Penetrasi kedua pasangan calon untuk merebut simpati dan dukungan warga Muhammadiyah memang tidak bisa dilakukan secara institusi. Hal ini karena sebagaimana disampaikan Ketua Umum Muhammadiyah Haedar Nashir, sikap organisasi secara tegas menyatakan tidak akan terlibat dalam politik praktis.
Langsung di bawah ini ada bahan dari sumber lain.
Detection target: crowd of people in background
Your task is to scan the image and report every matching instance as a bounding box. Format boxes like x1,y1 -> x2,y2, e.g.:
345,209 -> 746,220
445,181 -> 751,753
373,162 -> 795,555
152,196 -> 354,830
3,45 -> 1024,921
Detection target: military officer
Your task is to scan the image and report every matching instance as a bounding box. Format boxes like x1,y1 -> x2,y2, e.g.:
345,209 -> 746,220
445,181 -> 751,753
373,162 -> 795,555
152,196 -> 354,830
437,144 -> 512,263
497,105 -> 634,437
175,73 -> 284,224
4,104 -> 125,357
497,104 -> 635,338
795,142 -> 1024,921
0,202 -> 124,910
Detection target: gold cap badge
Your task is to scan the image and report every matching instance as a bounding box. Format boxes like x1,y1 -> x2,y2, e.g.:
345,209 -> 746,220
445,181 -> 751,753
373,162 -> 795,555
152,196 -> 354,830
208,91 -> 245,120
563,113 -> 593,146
Muhammadiyah memilih jalur high politik melalui jalur politik kebangsaan sekaligus menjaga jarak yang sama dengan semua kekuatan politik.
Tanwir pada 2002 di Denpasar yang menghasilkan "Khitah Muhammadiyah dalam Kehidupan Berbangsa dan Bernegara" memutuskan bahwa Muhammadiyah tidak berafiliasi dan tidak memiliki hubungan organisatoris dengan kekuatan politik atau organisasi mana pun.
Akan tetapi Muhammadiyah tetap menganggap penting perjuangan dakwah amar ma’ruf nahi munkar di ranah politik praktis seperti di partai politik dan lembaga legislatif (low politic). Oleh sebab itu kader dan warga Muhammadiyah diberi kebebasan serta keleluasaan untuk mengekspresikan sikap dan pilihan politik serta terjun ke dalam politik praktis dengan syarat tidak memanfaatkan embel-embel dan simbol Muhammadiyah. Karena itu dalam menyalurkan aspirasi politik kader-kader Muhammadiyah nonparpol yang memiliki interes politik biasanya membentuk relawan guna menghimpun simpati dan dukungan warga Muhammadiyah.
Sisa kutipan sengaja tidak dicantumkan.